MolAxis: INPUT, OUTPUT AND USER INTERFACE
MolAxis is a free web server with a user-friendly interface, which contains seven pages: (i) about page that describes the algorithm behind MolAxis with a complete theoretical background at the bottom of the page; (ii) web server page that is the main page for submitting queries. When submission is complete the user is redirected to a results page. This page is automatically refreshed every 5 seconds until the calculation completes; (iii) download page that contains a downloadable, stand-alone version for Linux operating system; (iv) help page that describes the parameters that can be modified by the user in the web server as well as in the stand-alone version and the output created by MolAxis; (v) FAQ page that presents questions and answers; (vi) links page that contains links to related web sites and (vii) tutorial page that describes how to run the MolAxis stand-alone version on several examples.
INPUT
MolAxis distinguishes between (i) channels that emanate from an inner chamber and (ii) TM channels. Therefore, there are two separate forms for the two channel types: chamber and transmembrane. Both forms require a single input structure in a Protein Data Bank (PDB) format (16). The PDB file can be uploaded to the server by using the browse button or can be automatically retrieved by the server from the PDB by entering a PDB code and chain ID. An optional e-mail address field exists and if filled, the link to the results page is sent to the specified address. Otherwise the link appears at the bottom of the results page.

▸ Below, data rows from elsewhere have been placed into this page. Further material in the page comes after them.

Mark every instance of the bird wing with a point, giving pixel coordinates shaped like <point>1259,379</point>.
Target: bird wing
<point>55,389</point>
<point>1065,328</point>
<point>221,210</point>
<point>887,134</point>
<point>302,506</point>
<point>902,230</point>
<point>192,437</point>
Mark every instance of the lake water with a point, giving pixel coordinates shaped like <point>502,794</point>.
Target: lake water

Channels out of chambers input form
In this channel type, the PDB file is the only required input. An optional Source type parameter that sets the starting point (Auto void mode–default) can be changed to a user-defined starting point. In this case, Cartesian coordinates need to be added in the User source sphere field for the starting point, following a positive value for the radius of the source sphere (default 1 Å).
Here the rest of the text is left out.